France-based cloud computing services provider OVHcloud plans a possible IPO this week that could value it at more than 4 billion euros. The news comes from a report by the Wall Street Journal on Sunday, citing people familiar with the matter.
The cloud-service provider said that it would not make any final decision about the IPO, targeted price and valuation, until it finishes determining investor interest, according to the WSJ. The company expects to list its shares in Paris if the IPO goes according to plan. The family-owned company decided in June to re-commit to an IPO on Euronext’s Paris stock exchange.
What the plan is
However, the company did not offer details, at the time, regarding when it would go public. Today, more details came out, showing the company’s intention to take this all the way. OVHcloud has not yet responded to requests for comment.
The company hopes to raise 400 million euros by selling new shares in Paris.

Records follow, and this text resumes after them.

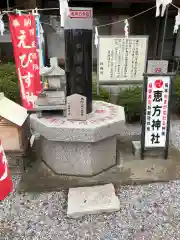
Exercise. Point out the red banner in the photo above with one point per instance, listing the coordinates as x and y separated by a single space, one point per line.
6 185
23 35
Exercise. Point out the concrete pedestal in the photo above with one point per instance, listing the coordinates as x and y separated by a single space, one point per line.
80 148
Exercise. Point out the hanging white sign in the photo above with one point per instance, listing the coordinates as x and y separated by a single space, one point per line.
122 58
156 111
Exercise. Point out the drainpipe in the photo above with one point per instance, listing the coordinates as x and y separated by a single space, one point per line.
164 33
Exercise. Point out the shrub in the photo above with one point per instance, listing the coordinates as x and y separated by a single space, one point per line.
130 99
9 82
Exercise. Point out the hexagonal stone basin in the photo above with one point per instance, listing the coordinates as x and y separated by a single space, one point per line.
82 148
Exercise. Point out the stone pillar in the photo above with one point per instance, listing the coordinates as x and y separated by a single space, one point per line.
78 53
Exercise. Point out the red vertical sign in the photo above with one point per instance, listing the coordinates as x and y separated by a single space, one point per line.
23 35
6 184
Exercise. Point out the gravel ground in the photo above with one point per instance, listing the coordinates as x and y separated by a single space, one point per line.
147 212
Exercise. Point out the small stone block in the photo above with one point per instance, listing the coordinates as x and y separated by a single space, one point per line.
76 107
136 148
92 200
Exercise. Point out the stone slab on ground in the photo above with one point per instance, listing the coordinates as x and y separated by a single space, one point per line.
136 145
131 171
92 200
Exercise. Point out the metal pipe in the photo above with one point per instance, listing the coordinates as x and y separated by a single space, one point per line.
164 32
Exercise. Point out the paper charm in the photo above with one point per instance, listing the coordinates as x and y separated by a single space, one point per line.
64 10
2 27
126 28
162 3
177 22
96 37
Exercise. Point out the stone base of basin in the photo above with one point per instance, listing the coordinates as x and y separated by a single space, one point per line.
80 148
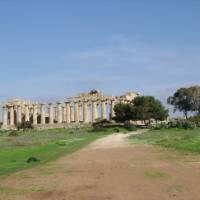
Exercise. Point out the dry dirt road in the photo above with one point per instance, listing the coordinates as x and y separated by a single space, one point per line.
110 169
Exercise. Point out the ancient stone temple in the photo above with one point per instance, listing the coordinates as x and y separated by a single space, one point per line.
82 109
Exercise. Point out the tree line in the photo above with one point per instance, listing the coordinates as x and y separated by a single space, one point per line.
145 108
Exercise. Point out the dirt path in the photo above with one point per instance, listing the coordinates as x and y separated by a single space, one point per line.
110 169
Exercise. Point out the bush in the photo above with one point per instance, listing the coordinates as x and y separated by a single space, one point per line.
186 124
98 129
195 119
116 130
101 122
129 126
189 125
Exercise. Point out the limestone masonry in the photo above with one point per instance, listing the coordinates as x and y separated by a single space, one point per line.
81 109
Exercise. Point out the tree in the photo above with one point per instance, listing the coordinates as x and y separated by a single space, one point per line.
195 98
142 108
182 101
147 107
159 113
123 112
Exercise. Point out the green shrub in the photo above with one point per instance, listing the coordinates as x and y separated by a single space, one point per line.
129 126
116 130
13 133
186 124
195 119
25 125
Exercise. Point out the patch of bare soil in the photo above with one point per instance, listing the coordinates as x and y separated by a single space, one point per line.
109 169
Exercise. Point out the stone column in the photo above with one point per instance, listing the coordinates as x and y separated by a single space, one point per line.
76 112
103 109
27 115
59 111
64 114
4 117
112 105
94 111
43 114
19 114
51 119
85 112
67 105
12 116
71 113
34 114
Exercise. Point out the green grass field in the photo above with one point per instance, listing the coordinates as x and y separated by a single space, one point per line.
180 139
17 147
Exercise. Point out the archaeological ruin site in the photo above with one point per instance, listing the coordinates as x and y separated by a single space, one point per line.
82 109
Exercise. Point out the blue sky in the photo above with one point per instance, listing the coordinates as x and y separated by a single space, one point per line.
54 49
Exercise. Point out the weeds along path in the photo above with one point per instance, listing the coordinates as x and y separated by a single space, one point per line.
109 169
116 140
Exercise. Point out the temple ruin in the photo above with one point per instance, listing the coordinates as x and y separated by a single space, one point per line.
82 109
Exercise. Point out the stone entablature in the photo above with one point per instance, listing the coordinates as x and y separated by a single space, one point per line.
83 108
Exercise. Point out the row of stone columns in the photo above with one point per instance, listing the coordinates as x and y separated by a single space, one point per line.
70 112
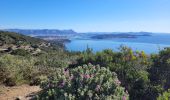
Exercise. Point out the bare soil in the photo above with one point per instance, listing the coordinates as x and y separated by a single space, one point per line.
24 92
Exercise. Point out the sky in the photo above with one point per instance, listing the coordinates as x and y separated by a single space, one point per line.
87 15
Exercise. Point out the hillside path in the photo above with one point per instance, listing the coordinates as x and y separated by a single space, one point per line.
24 92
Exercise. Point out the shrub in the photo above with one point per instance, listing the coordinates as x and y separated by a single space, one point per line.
83 82
164 96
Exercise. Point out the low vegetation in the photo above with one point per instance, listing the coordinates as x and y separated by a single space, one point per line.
121 75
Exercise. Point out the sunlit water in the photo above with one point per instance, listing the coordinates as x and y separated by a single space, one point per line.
149 44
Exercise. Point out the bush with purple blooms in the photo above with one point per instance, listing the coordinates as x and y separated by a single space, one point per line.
86 82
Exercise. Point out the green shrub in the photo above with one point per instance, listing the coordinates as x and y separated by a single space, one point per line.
83 82
164 96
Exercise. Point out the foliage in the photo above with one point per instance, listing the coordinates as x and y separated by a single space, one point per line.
84 82
164 96
131 67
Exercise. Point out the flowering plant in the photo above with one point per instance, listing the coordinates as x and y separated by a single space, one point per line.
84 82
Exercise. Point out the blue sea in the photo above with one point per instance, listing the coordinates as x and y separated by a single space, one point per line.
149 44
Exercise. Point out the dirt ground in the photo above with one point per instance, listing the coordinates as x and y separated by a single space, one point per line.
24 92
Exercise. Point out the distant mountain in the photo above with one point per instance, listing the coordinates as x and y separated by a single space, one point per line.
42 32
120 35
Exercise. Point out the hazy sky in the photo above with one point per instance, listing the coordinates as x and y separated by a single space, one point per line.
87 15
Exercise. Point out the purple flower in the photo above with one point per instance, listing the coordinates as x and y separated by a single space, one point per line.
87 76
71 77
66 72
117 82
124 98
97 88
62 84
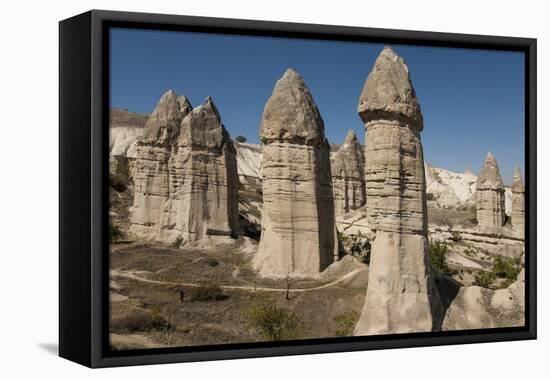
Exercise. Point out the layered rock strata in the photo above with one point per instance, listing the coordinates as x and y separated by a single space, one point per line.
152 164
490 205
399 287
298 230
518 204
475 307
203 200
348 175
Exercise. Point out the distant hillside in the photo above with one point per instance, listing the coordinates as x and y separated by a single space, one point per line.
444 188
125 118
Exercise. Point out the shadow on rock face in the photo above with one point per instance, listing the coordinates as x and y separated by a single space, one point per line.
446 290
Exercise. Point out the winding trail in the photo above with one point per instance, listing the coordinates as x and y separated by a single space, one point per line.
134 275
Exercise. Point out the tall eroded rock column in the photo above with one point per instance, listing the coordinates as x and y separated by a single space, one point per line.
298 230
490 208
518 204
399 288
152 166
348 175
203 202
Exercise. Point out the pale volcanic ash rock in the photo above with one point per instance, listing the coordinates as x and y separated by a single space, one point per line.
298 229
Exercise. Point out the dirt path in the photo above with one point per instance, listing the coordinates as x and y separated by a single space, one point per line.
133 274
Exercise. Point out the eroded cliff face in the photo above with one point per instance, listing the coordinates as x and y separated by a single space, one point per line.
490 197
475 307
152 165
298 230
518 204
348 176
203 200
399 288
186 178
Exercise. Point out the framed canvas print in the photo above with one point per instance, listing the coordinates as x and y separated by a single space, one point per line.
233 188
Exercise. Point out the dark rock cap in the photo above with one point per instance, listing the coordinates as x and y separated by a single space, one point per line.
162 127
489 178
203 127
389 93
290 115
517 182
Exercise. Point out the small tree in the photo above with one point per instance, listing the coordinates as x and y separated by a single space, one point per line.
438 256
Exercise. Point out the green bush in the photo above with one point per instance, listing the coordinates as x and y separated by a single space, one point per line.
208 293
456 237
438 256
115 233
506 268
273 322
484 279
346 322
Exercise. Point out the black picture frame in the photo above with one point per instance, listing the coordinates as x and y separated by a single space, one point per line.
83 196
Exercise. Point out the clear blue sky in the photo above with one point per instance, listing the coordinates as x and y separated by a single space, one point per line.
472 100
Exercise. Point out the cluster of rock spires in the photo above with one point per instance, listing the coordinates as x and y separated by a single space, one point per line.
186 190
490 199
299 236
186 174
398 291
348 175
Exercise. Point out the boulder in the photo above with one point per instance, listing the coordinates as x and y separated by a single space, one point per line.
490 197
348 175
298 229
399 292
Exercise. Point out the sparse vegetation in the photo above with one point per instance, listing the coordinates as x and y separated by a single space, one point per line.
208 293
273 322
503 268
358 246
346 322
506 268
484 278
438 257
456 237
141 320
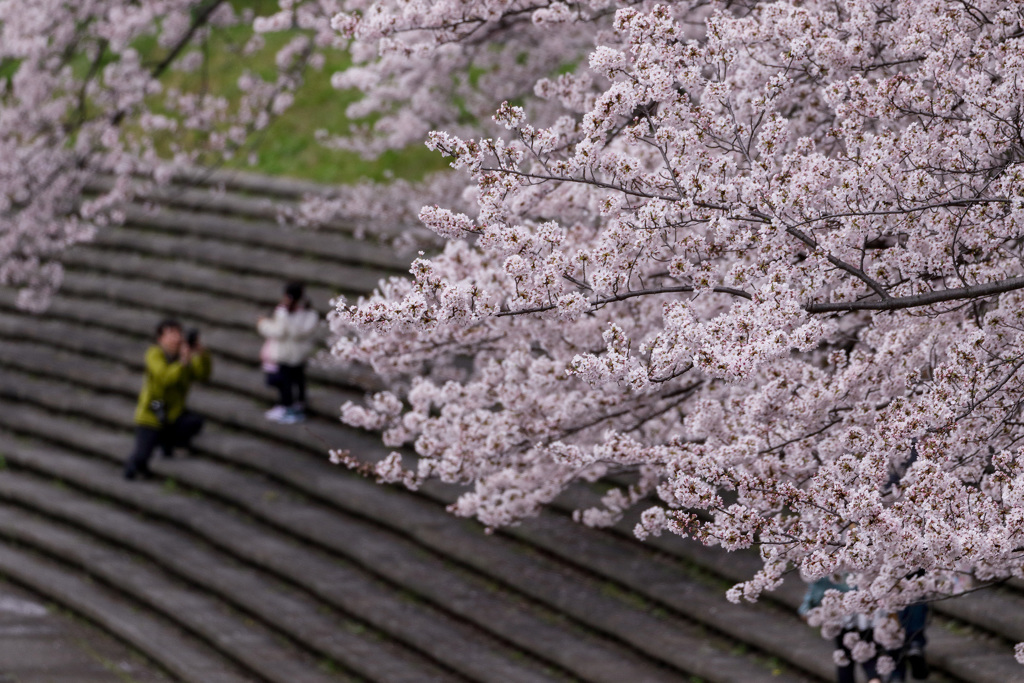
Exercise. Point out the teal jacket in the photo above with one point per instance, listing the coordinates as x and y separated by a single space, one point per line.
168 380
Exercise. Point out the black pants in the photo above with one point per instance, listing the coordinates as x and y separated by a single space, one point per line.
847 674
175 435
291 384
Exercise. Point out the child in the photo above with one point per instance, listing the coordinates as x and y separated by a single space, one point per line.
290 335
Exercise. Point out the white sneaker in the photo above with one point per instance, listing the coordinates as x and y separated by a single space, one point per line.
293 416
275 414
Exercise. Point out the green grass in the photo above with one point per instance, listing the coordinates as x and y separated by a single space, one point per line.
289 146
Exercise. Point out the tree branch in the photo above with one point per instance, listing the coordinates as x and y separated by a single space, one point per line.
926 299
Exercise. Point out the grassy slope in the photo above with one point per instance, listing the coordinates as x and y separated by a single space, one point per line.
289 146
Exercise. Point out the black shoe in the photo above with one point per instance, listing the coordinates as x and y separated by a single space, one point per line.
919 665
131 473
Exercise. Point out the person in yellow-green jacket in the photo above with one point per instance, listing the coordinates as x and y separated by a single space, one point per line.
161 419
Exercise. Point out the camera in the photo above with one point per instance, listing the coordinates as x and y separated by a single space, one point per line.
160 410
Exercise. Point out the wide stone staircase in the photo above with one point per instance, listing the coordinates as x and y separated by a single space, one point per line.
255 559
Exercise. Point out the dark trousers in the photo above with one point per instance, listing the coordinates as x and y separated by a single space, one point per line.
291 384
913 620
847 674
175 435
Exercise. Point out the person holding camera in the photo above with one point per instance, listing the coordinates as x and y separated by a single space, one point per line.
161 419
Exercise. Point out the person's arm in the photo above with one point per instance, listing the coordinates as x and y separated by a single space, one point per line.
273 327
164 373
302 327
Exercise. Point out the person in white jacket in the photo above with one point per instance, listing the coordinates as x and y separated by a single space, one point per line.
291 339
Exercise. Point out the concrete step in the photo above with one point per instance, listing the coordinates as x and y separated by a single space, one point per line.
290 612
261 290
266 233
961 646
77 340
245 642
182 655
232 257
129 331
442 531
43 642
328 580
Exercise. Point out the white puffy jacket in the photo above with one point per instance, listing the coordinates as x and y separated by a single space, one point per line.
294 333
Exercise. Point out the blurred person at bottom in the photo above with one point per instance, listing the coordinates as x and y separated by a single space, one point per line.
290 335
161 419
856 629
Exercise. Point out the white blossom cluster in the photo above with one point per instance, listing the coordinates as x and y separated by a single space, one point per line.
80 98
757 264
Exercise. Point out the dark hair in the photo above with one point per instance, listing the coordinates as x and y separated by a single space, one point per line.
294 290
167 324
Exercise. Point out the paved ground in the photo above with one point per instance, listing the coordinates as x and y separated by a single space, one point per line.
40 644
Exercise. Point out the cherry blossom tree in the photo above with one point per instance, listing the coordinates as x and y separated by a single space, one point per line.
756 267
80 98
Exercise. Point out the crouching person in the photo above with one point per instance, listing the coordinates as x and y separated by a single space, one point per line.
161 419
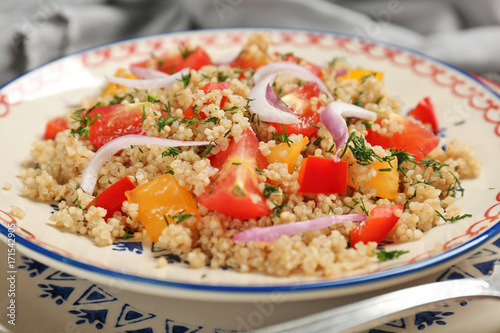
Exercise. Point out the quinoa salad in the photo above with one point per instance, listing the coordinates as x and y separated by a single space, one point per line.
268 163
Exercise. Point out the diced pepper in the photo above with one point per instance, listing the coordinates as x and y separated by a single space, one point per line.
322 175
287 153
162 201
426 113
113 197
378 225
112 88
386 181
53 127
361 74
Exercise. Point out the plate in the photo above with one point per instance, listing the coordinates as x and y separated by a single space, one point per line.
468 110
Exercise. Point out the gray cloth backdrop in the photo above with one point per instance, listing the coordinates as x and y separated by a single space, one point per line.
465 33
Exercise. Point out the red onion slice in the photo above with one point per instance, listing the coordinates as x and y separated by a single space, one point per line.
265 103
274 232
156 83
89 175
286 67
332 116
147 73
341 72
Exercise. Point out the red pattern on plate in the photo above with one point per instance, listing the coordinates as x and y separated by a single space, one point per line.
345 44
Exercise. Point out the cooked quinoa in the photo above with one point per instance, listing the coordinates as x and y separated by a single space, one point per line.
427 191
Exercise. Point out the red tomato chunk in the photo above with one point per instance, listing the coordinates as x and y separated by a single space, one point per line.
299 102
377 226
234 189
414 138
322 175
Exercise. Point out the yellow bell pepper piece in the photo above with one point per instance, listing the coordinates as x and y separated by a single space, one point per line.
287 154
386 181
112 88
360 74
162 201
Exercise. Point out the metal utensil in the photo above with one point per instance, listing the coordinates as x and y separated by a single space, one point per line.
374 311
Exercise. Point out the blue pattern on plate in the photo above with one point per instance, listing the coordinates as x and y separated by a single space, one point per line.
95 295
56 292
134 247
130 315
98 308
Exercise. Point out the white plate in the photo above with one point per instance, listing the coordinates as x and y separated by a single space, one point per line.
29 101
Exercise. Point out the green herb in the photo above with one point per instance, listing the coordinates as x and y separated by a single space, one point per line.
153 99
454 218
346 205
191 121
432 163
270 190
231 109
365 77
168 109
317 142
408 200
368 124
314 125
227 132
212 184
278 208
283 56
364 155
143 114
282 137
221 77
185 79
172 151
457 186
180 217
384 255
185 52
260 172
402 157
207 150
128 234
162 122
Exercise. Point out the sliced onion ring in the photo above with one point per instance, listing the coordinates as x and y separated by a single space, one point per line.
147 73
89 175
282 67
274 232
156 83
332 116
265 103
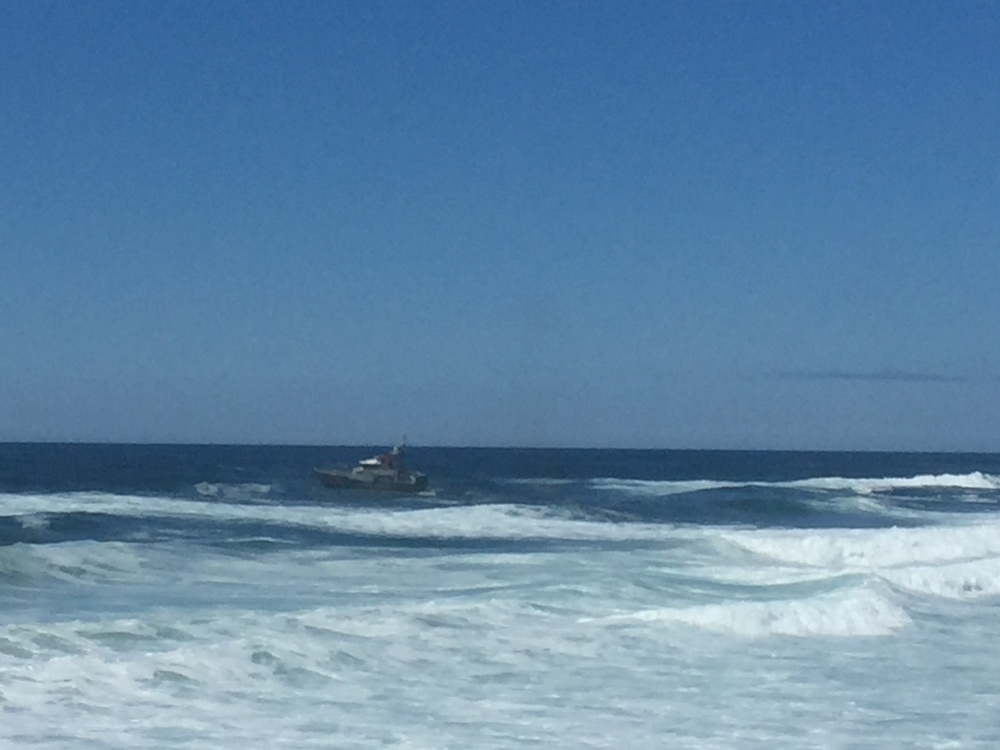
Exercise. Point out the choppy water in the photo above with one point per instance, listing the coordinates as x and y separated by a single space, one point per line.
208 597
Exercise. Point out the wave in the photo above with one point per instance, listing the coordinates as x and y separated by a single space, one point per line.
854 613
975 480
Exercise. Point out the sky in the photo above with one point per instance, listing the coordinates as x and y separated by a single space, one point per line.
658 224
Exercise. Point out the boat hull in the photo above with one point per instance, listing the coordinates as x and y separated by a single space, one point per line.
339 479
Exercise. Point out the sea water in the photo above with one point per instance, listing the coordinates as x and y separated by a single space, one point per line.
214 597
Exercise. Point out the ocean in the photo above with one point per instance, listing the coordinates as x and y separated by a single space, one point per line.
220 597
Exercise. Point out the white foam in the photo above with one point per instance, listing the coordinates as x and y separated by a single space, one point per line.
975 480
869 549
496 521
857 612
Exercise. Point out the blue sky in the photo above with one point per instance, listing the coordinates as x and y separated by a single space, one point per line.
650 224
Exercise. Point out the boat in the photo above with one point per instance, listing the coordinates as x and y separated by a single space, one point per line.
386 472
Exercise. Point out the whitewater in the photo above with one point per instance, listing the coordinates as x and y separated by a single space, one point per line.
217 596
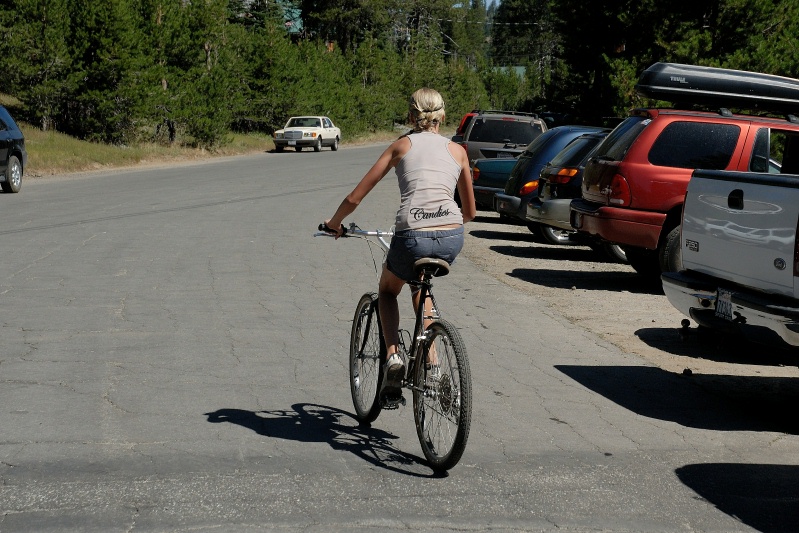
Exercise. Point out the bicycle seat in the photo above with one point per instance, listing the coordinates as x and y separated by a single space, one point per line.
436 267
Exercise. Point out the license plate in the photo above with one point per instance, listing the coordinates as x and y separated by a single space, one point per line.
724 304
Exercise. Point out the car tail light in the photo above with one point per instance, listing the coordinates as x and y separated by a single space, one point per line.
796 251
618 192
564 175
529 188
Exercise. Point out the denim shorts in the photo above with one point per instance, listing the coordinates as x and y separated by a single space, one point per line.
408 246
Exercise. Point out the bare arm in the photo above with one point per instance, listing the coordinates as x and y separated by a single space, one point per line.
387 160
465 190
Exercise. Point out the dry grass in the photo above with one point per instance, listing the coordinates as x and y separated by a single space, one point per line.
52 153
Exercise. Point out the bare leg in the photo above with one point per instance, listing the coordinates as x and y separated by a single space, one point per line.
432 357
389 288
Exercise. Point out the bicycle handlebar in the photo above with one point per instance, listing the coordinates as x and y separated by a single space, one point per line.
355 231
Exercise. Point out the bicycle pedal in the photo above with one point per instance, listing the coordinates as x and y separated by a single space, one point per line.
392 403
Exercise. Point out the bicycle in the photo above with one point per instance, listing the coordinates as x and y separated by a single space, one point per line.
436 365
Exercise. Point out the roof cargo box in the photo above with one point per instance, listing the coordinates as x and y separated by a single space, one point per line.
719 87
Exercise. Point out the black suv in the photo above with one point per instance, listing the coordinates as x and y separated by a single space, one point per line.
492 134
13 157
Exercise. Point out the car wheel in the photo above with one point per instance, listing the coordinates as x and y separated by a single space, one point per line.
610 251
615 252
13 181
645 262
669 253
556 236
536 229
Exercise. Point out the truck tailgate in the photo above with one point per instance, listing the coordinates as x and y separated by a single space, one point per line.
742 227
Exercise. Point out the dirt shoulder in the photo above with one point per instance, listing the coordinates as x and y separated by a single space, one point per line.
612 301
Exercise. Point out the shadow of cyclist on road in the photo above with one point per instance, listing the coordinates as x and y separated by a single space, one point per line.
318 423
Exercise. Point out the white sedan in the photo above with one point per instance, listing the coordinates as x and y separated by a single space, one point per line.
314 132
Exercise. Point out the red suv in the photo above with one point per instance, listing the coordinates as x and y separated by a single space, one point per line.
634 184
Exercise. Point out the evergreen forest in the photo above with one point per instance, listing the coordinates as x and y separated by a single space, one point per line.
194 71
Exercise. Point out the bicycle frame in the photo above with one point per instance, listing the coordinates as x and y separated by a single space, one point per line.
441 392
423 285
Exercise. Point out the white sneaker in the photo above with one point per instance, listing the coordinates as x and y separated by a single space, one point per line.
392 379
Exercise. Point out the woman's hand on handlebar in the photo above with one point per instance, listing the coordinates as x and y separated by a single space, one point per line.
336 232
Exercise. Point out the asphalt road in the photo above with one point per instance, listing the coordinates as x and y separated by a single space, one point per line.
174 347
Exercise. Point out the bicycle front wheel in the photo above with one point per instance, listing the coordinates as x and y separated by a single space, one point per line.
367 352
442 397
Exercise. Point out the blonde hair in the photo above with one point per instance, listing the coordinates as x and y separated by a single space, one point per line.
426 108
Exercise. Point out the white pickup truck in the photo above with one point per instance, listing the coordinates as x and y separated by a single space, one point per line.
740 254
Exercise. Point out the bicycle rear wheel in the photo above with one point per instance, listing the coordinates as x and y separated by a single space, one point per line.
442 400
367 353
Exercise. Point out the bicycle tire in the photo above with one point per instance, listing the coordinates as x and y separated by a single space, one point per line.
442 407
367 356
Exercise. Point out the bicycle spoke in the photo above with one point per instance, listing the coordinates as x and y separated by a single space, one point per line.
443 406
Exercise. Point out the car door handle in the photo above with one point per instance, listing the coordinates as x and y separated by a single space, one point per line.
736 199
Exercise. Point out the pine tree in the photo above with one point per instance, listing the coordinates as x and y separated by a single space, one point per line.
35 56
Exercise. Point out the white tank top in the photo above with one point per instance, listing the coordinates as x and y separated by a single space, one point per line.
427 176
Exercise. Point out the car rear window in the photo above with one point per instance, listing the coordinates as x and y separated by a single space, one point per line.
616 144
695 145
512 131
575 151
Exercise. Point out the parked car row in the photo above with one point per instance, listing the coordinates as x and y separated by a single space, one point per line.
624 189
13 156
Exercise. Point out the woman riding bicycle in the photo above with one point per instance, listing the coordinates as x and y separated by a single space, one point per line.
429 222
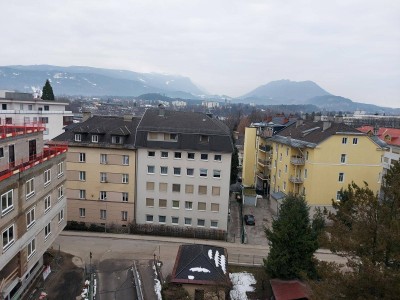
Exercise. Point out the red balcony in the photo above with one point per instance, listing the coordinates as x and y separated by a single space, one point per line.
21 165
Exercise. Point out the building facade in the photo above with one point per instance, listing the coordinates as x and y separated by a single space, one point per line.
101 170
23 108
33 204
183 167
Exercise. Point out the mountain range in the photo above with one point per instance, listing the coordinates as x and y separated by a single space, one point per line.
89 81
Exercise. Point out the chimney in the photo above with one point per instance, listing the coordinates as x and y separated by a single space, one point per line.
86 115
326 125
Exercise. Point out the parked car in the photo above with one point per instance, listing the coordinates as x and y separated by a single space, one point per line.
249 220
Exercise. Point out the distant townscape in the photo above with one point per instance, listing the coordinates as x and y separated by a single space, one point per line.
272 194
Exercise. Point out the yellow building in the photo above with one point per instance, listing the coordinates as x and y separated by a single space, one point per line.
317 159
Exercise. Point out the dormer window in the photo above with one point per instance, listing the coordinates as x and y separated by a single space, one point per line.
116 139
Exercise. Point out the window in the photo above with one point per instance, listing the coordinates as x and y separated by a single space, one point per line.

In released IPO registration documents, the company said it hopes the floatation will accelerate growth, consolidating its position as a European leader, while planning expansion in Asia and North America.
What delayed the IPO?
France’s politicians have championed the cloud provider as an alternative to US cloud service providers but has so far lacked the scale and financial capabilities to serve itself a bigger slice of the market share.
After the company announced IPO plans in March, it was two days before a major fire razed one of its data centres in eastern France that delayed the IPO.
After the IPO, the Klaba family, which owns the company, will have a substantial majority stake in the company. The establishment is based in Roubaix near Belgium, employs 2,450 people, with more than 30 data centres worldwide.